Oral Seks Munurut Ulama Kontemporer

 
Oral Seks Munurut Ulama Kontemporer

Berangkat dari kaidah umum para ulama klasik, selanjutnya oral seks dibahas juga oleh sejumlah ulama kontemporer:

- Ali Jum'ah, Mufti Mesir:

السؤال  سألني أحدهم عن الحكم الشرعي عن مسألة مص، أو لعق الرجل لفرج المرأة، أو العكس - أجلكم الله - هل هو حرام؟

الجواب  يجوز لكل من الزوجين الاستمتاع من الآخر بكل شئ ما خلا الدبر والحيضة للأحاديث الواردة، انظر ما رواه البخاري (302)، ومسلم (293) وفي الحيض نص قرآني انظر سورة البقرة الآية (222).

"Pertanyaan: Seseorang bertanya kepadaku tentang masalah menghisap, atau menelannya lelaki terhadap alat kelamin wanita atau sebaliknya -semoga Allah mengagungkanmu- apakah hal itu diharamkan?

Jawaban: Diperbolehkan bagi suami-istri untuk mencumbui satu sama lain dengan apapun selain pada dubur serta dalam keadaan haidh, berlandaskan sejumlah hadits, lihatlah riwayat Bukhari no. 302, riwayat Muslim no. 293, dan al-Baqarah ayat 222."

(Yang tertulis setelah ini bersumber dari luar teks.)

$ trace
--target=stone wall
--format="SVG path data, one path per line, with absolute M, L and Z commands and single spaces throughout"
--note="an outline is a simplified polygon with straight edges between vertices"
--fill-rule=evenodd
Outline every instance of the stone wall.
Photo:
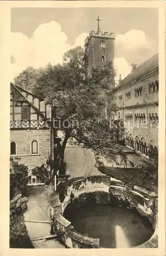
M 31 141 L 34 139 L 38 142 L 37 154 L 31 154 Z M 30 169 L 46 163 L 50 154 L 49 129 L 11 130 L 10 140 L 16 143 L 16 155 L 11 157 L 14 159 L 20 158 L 20 163 L 24 163 Z
M 91 176 L 72 179 L 66 182 L 59 193 L 51 196 L 53 208 L 54 231 L 61 234 L 61 239 L 69 248 L 99 248 L 99 240 L 82 235 L 74 230 L 71 223 L 63 215 L 66 207 L 71 204 L 87 203 L 87 200 L 95 200 L 98 204 L 110 204 L 124 206 L 136 210 L 148 219 L 155 230 L 151 239 L 140 247 L 156 247 L 157 244 L 157 199 L 145 189 L 126 183 L 112 180 L 109 176 Z M 148 243 L 148 244 L 147 244 Z M 148 246 L 147 246 L 148 244 Z

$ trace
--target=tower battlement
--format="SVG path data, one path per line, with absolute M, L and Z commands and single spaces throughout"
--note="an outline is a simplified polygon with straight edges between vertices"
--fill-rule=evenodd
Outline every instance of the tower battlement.
M 87 67 L 87 74 L 90 75 L 92 69 L 104 69 L 109 61 L 114 60 L 114 33 L 102 32 L 100 31 L 100 17 L 97 32 L 92 30 L 85 41 L 85 51 Z
M 94 37 L 100 37 L 106 39 L 107 38 L 115 39 L 114 33 L 110 33 L 109 34 L 108 34 L 108 32 L 104 32 L 104 33 L 102 33 L 101 31 L 97 31 L 97 32 L 96 32 L 94 30 L 92 30 L 90 33 L 89 35 L 87 36 L 87 37 L 85 39 L 85 44 L 89 42 L 92 36 Z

- Said Ramadhan al-Buthi, Mufti Suriah:

ما المحرَّمات في الاستمتاع الجنسي بين الزوجين؟

العلاقات الجنسية واسعة النطاق ، ولم يحرم إلا أمورًا ضيقة ، وفي هذه النظرة التوسعية دعوة لكل من الرجل والمرأة للاكتفاء بالمعاشرة المباحة ، وترك كل علاقة محرمة ،

والمحرم في العلاقة الجنسية بين الزوجين هو الجماع وقت الحيض ، والجماع في الدبر ، وكل استمتاع ثبت ضرره ،لأنه لا ضرر ولا ضرار، وماسوى ذلك فيرجع للعرف وللزوجين على أنه لا يجب إكراه أحد الزوجين للآخر في فعل شيء

إن الحقَّ المتبادل بين الزوجين ليس خصوص (الجماع) بل عموم ما سمّاه القرآن (الاستمتاع)، وهذا يعني أن لكلٍّ من الزوجين أن يذهب في الاستمتاع بزوجه المذهب الذي يريد، من جماع وغيره.ولا يستثنى من ذلك إلا ثلاثة أمور:

1ـ الجماع أيام الطَّمث..

2ـ الجماع في الدبر، أي الإيلاج في الشرج..

3ـ المداعبات التي ثبت أنها تضرُّ أحد الزوجين أو كليهما، بشهادة أصحاب الاختصاص أي الأطباء.

أما ما وراء هذه الأمور الثلاثة المحرَّمة، فباقٍ على أصل الإباحة الشرعية...

"Apakah yang diharamkan dari percumbuan seksual di antara suami-istri ?

Hubungan seksual luas untuk dibicarakan. Tidak diharamkan kecuali pada beberapa hal saja. Dan dalam bahasan yang luas ini terkandung ajakan bagi suami-istri untuk mencukupkan diri pada pergaulan yang mubah serta meninggalkan hubungan yang diharamkan. Yang diharamkan dari hubungan seksual antara suami-istri yaitu bersetubuh di saat haidh, bersetubuh pada dubur, serta setiap percumbuan yang menimbulkan dampak buruk, sebab ada kaidah 'la dharara wa la dhirar'. Selain yang telah disebutkan maka dikembalikan hukumnya pada 'urf dan suami-istri, mempertimbangkan bahwa tidak diwajibkan untuk memaksa pasangannya melakukan hal itu."

"Sesungguhnyalah, hak bersama antara suami-istri tidak sebatas pada konteks bersetubuh melainkan terlaku umum pada apa yang dibahasakan al-Qur'an dengan itimta' (percumbuan). Begitulah, yakni tiap suami-istri berhak memilih percumbuan dengan pasangannya dengan pilihan apapun yang ia kehendaki. Dalam konteks persetubuhan ataupun lainnya. Tidak ada pengecualian dalam hal ini selain pada tiga perkara:

  1.  Bersetubuh saat haidh.
  2.  Bersetubuh pada dubur, yakni penetrasi pada anus.
  3.  Aktivitas percumbuan yang menimbulkan dampak buruk bagi salah satu atau keduanya, lewat persaksian pakar di bidangnya (dokter).

Sedangkan selain tiga hal yang diharamkan tersebut maka statusnya tetap pada hukum asal kebolehan syariat."